# Water sprite turning brown



## redmary51 (Mar 17, 2011)

I have a water sprite in a 20 gal NPT that is now 6 weeks in. It was growing great. 

About a week and a half ago I switched the lighting from 2 15W strips laying on the top to 2 hanging clamp-type lights with 19W CFL bulbs about 6-7 inches from the water surface with no lid.

The lighting is the only change. The water sprite has been getting many brown branches of leaves. At first I thought it was just older parts and I trimmed them off. It is still putting out new shoots, but sections are getting brown faster than the new shoots are growing.

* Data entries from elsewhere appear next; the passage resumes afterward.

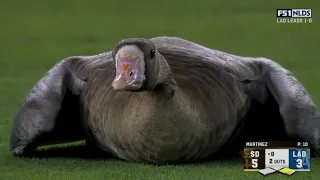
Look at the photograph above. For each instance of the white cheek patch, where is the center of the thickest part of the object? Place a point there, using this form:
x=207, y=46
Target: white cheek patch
x=131, y=51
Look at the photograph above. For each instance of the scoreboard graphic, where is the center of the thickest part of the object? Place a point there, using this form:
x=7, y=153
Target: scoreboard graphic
x=277, y=156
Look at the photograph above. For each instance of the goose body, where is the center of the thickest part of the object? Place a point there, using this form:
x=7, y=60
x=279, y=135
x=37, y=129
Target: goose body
x=181, y=103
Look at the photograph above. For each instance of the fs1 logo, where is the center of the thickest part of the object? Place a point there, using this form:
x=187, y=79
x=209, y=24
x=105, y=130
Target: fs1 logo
x=294, y=13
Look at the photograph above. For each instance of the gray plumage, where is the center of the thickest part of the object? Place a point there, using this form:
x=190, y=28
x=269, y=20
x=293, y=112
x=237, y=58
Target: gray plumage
x=194, y=103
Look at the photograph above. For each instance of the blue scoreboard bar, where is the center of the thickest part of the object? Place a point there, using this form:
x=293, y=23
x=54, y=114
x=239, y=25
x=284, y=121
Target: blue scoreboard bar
x=299, y=159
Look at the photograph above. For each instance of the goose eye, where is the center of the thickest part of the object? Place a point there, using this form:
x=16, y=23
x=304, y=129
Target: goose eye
x=152, y=53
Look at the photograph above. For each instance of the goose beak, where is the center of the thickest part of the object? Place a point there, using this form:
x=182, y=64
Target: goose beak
x=129, y=76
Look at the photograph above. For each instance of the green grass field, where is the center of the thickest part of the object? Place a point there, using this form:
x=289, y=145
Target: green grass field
x=35, y=35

As it is an NPT, I have not fertilized.

Any ideas on what is going on with it?


----------



## BBradbury (Nov 8, 2010)

*Brown Water Sprite*

_Good morning Mary. I remember you from a previous forum. Have you moved or just sharing your expertise with other forums?_

_To answer your question, I have a lot of Water Sprite and find it sensative to changes in water or lighting conditions. Your Sprite is likely reacting to the lighting change. Apparently, the plant is growing and will recover. I would trim away some of the brownest stocks. This can help stimulate new growth. If you have some stocks developing roots, wait until the roots are about 3 inches long and trim it from the mother plant. Float the trimmed plants for a couple of weeks. They'll grow fast because they're closer to the light. Then replant them in the gravel. Again, the original plant should recover in time._

_BBradbury _


----------



## redmary51 (Mar 17, 2011)

HELLO! Yes, I moved over here as I was told it is a much more active forum and more about plants. Good to hear from you since you got me started with plants.

If you are interested, I have a tank journal called Mary's 20 gal Walstad, which is where this water sprite problem is.

Thanks for the info. I was wondering about all those bunches of roots that seem to grow from everywhere. I wish I had known what you just told me before I cut the last stalk out. It was very brown at the bottom, but after I cut it, I noticed that there was a lot of green above one of those nodes or whatever they are with the roots growing out.

If one just sticks a piece of the plant into the substrate, will it root?

Mary


----------